Im Iran hat der reformorientierte Kandidat Massud Peseschkian die Stichwahl um das Präsidentenamt gewonnen. Der Befürworter besserer Beziehungen zum Westen erhielt nach Angaben der Wahlbehörde mehr als 16 Millionen Stimmen und damit rund 54 Prozent. Sein ultrakonservativer Gegenkandidat Said Dschalili kam auf gut 13 Millionen Stimmen. Peseschkian erklärte nach seinem Sieg, die Wahl sei der Beginn einer „Partnerschaft“ mit dem iranischen Volk.
„Der schwierige Weg, der vor uns liegt, wird nur durch Ihre Begleitung, Ihrem Einfühlungsvermögen und Vertrauen zu bewältigen sein“, schrieb der 69-jährige Wahlsieger im Onlinedienst X. „Ich reiche Ihnen meine Hand.“
Die Beteiligung an der Stichwahl lag laut Wahlbehörde bei 49,8 Prozent. Vor dem Urnengang am Freitag hatte das geistliche Oberhaupt des Iran, Ayatollah Ali Chamenei, noch die rund 61 Millionen Wahlberechtigten dazu aufgerufen, ihre Stimme abzugeben. Zuvor war die Beteiligung bei der ersten Runde mit 40 Prozent historisch niedrig. Chamenei wertete dies jedoch entgegen der Meinung von Beobachtern ausdrücklich nicht als Akt „gegen das System“.
In der ersten Runde der Wahl war Peseschkian der einzige moderat Konservative unter den vier Kandidaten, die zuvor vom ultrakonservativen Wächterrat zugelassen worden waren. Mit dem Sieg des ehemaligen Herzchirurgen können Reformer erstmals seit Jahren wieder auf politische Kursänderungen hoffen. Allrdings liegt die eigentliche politische Macht im Iran beim geistigen Führer und damit bei Chamenei.

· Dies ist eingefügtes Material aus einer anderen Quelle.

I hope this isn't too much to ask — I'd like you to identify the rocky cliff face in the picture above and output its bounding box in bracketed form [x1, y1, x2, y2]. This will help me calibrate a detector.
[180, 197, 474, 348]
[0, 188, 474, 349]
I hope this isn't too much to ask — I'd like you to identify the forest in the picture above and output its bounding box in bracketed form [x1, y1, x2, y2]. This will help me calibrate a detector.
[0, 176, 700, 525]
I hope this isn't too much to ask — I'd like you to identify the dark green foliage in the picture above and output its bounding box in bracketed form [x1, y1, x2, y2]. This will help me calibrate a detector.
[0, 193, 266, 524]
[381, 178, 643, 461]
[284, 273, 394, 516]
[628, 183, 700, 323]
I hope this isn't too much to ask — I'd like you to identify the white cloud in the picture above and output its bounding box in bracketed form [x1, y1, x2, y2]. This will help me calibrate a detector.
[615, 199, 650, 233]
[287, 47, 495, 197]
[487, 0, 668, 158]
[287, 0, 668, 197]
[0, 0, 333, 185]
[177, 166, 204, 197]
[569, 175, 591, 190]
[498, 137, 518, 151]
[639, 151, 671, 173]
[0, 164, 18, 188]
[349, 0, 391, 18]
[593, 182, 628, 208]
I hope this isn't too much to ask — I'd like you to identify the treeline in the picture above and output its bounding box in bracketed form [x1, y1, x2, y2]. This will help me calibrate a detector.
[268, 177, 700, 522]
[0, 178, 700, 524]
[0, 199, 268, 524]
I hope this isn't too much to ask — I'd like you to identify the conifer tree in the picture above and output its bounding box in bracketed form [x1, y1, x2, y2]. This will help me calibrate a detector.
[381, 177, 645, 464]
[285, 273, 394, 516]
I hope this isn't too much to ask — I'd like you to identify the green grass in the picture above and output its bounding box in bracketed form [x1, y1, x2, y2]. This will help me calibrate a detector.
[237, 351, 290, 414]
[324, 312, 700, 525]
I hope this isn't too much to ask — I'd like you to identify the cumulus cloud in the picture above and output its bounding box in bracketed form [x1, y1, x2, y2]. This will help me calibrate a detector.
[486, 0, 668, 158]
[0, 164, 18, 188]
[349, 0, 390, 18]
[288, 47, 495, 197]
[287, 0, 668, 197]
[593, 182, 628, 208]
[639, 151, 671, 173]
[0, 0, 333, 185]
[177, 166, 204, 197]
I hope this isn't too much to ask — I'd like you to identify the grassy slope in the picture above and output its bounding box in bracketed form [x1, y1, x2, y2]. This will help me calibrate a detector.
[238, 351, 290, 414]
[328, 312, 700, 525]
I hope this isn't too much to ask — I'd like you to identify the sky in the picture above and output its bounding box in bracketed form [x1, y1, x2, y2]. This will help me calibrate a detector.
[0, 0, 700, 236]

Peseschkian, der seit 2008 im Parlament saß und unter dem moderaten Präsidenten Mohammed Chatami Gesundheitsminister war, sprach sich für „konstruktive Beziehungen“ zum Westen aus und für eine Wiederbelebung des Atomabkommens mit westlichen Staaten, das die USA 2018 einseitig aufgekündigt hatten.
Der Iran solle so „aus der Isolation“ geholt werden, warb der Reformer für seinen Kurs. Zudem solle der Iran auf die Aufhebung der Sanktionen des Westens hinwirken. „Wenn wir es schaffen, dass die Sanktionen aufgehoben werden, werden die Menschen ein einfacheres Leben haben, während die Fortführung der Sanktionen den Menschen das Leben schwer macht“, sagte er bei einem Fernsehinterview.
Die iranische Wirtschaft leidet unter den internationalen Sanktionen. Die Unzufriedenheit im Land ist groß. Hinzu kommen regionale Spannungen wie der Krieg im Gazastreifen.
Peseschkian sprach sich zudem für eine Lockerung der Internet-Beschränkungen im Land aus. Er erklärte zudem, er sei gegen die Polizeikontrollen zur Kopftuchpflicht für Frauen und sprach sich gegen die Anwendung von Gewalt bei den Kontrollen aus. Bereits zuvor hatte er das Vorgehen der Behörden während der landesweiten Massenproteste kritisiert, die durch den Tod der jungen Kurdin Mahsa Amini im September 2022 nach ihrer Festnahme wegen angeblicher Verstöße gegen die strengen muslimischen Kleidervorschriften ausgebrochen waren.
Trotz der Wahl Peseschkians machen sich die USA keine großen Hoffnungen auf eine Verbesserung der Beziehungen, wie Außenamtssprecher Vedant Patel erklärte. Washington gehe nicht davon aus, dass es zu einem „fundamentalen Wandel“ in der iranischen Politik komme oder dass das „iranische Regime die Menschenrechte und Würde seiner Bürger mehr respektiert“.
Der russische Präsident Wladimir Putin gratulierte Peseschkian zum Sieg. „Ich hoffe, dass Ihre Haltung als Präsident zur Stärkung der konstruktiven bilateralen Zusammenarbeite zwischen unseren befreundeten Völkern beitragen wird“, teilte er Peseschkian den Angaben des Kreml zufolge mit. Beide Länder könnten ihre „Bemühungen zur konstruktiven Lösung internationaler Themen“ koordinieren, fügte Putin hinzu.
Glückwünsche kamen auch aus Saudi-Arabien. „Wir gratulieren Ihnen herzlich und wünschen Ihnen viel Erfolg und alles Gute, in der Hoffnung, die Beziehungen zwischen unseren beiden Ländern und unseren beiden brüderlichen Völkern weiter auszubauen“, schrieb König Salman laut der amtlichen Nachrichtenagentur SPA in seiner Grußbotschaft an Peseschkian. Der Iran bemüht sich seit längerem, die Beziehungen zu den arabischen Staaten in der Region nach jahrzehntelangen Spannungen zu verbessern.
Die Präsidentschaftswahl im Iran war ursprünglich erst für 2025 geplant gewesen. Sie wurde aber nach dem Tod von Amtsinhaber Ebrahim Raisi am 19. Mai bei einem Hubschrauberabsturz vorgezogen.